The splintered boughs that toppled from Spokane’s urban forest Tuesday quickly turned to gold for some.
Workmen armed with chain saws and pickup trucks roamed neighborhoods Wednesday taking advantage of the sudden demand for cleanup.
City officials, meanwhile, were agonizing over the loss they estimated at $3 million to trees in the city.
One in seven trees sustained damage and one in three may be so bad that they’ll need to be cut down, officials said.
“The parks staff were almost in tears looking at the damage that was going on,” said Taylor Bressler, city park oerations division manager. “We get kind of emotional about trees.”
Jack Thomas and Paul Brownfield, both of Spokane, took a more businesslike approach to the glut of downed wood.
They cleared $200 Wednesday afternoon removing a fallen tree and debris from a home at Lincoln and Mansfield.
Homeowner Terry Barr wasn’t upset. He said he thought he was getting a fair deal.
Another yard service worker said he lined up early Wednesday to buy a chain saw, then hired his son and a friend to help out, and pocketed $675.
Elsewhere, contractor Michael Lumpkins couldn’t finish a building job, so he hitched up his trailer and went looking for another kind of work. “I can’t pour concrete because it’s too cold,” he said.
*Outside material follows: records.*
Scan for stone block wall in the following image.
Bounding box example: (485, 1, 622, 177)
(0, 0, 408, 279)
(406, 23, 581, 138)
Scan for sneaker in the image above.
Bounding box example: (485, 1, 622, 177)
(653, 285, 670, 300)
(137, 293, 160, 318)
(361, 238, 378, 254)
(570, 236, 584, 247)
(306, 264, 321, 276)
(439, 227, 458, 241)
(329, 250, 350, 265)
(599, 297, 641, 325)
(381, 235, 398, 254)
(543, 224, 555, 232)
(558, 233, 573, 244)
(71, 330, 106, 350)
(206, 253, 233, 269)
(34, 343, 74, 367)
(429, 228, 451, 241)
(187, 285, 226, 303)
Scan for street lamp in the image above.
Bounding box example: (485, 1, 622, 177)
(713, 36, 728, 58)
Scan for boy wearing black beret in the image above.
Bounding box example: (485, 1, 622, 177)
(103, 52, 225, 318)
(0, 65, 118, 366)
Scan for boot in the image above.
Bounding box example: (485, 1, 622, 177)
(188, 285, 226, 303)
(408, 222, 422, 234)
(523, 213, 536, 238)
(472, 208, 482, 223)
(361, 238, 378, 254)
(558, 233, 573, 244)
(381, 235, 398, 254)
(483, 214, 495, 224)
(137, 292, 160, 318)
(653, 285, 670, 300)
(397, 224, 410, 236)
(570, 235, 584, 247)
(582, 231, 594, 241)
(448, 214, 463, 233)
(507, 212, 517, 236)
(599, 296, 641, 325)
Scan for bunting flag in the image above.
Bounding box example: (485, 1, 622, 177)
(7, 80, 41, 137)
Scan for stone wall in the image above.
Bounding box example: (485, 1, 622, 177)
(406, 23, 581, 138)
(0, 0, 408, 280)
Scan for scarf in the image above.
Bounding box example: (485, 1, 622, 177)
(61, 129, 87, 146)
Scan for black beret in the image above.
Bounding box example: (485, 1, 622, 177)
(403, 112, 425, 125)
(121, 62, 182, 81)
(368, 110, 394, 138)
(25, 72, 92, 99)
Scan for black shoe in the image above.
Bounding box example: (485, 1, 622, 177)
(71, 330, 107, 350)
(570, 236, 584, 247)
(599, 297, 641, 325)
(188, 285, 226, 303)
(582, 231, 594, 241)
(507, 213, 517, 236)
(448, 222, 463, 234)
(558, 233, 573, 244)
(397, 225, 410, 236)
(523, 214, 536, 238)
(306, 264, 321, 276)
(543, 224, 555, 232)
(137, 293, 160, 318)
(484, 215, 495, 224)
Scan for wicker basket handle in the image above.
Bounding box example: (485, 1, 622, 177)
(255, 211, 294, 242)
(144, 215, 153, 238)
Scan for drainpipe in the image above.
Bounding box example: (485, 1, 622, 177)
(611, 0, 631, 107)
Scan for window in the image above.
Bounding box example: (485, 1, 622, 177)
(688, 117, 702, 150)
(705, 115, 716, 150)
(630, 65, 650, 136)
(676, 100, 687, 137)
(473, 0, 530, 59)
Regular tree service companies were overwhelmed with calls. “Our phones have not stopped ringing,” said Terrie Overbey at Spokane’s Ray McElfish Tree Specialists.
All of the damage raises a question of how many trees will be left standing come next spring.
Parks officials said 30 to 35 percent of Spokane’s trees may be beyond saving.
Bressler said homeowners might want to wait until spring to see if a tree is going to live before deciding to remove it.
Tree experts said pruning, especially on a tree with severe damage, requires a professional assessment. They recommend homeowners talk with someone knowledgeable about horticulture.
In recent years, the city has been developing an urban forestry program to improve the health of city trees.
The city has about 50,000 street trees, according to an inventory finished just this month.
There are another 30,000 trees in parks, and an estimated 80,000 trees on private property in the city for a total of at least 160,000 trees citywide.
Many trees are old or in poor condition. Those fared the worst in the ice storm.
“Old trees really showed their age,” Bressler said.
Some trees withstood the hammering better. Oaks are strong, but they bend. Other hardwoods can support the weight of ice.
Maples were beaten, but many will survive, Bressler said. The same goes for ponderosa pines, which are adapted to severe weather.
The trees that sustained the greatest damage have soft wood or grow fast. They include willows, sycamores, cottonwoods, firs, silver maples and black locusts.
Black locusts, which are common on Spokane’s North Side and are 90 to 100 years old, were virtually stripped in many places.
Sycamores in Riverfront Park were ripped apart, and several will be removed. Willows on the riverbank in the park were disfigured, too.
Firs at Underhill Park were hit bad, as were the trees lining 21st Avenue on the South Hill.
“We are talking tons and tons of cord wood,” Bressler said. “We’ll try to save as many as possible.”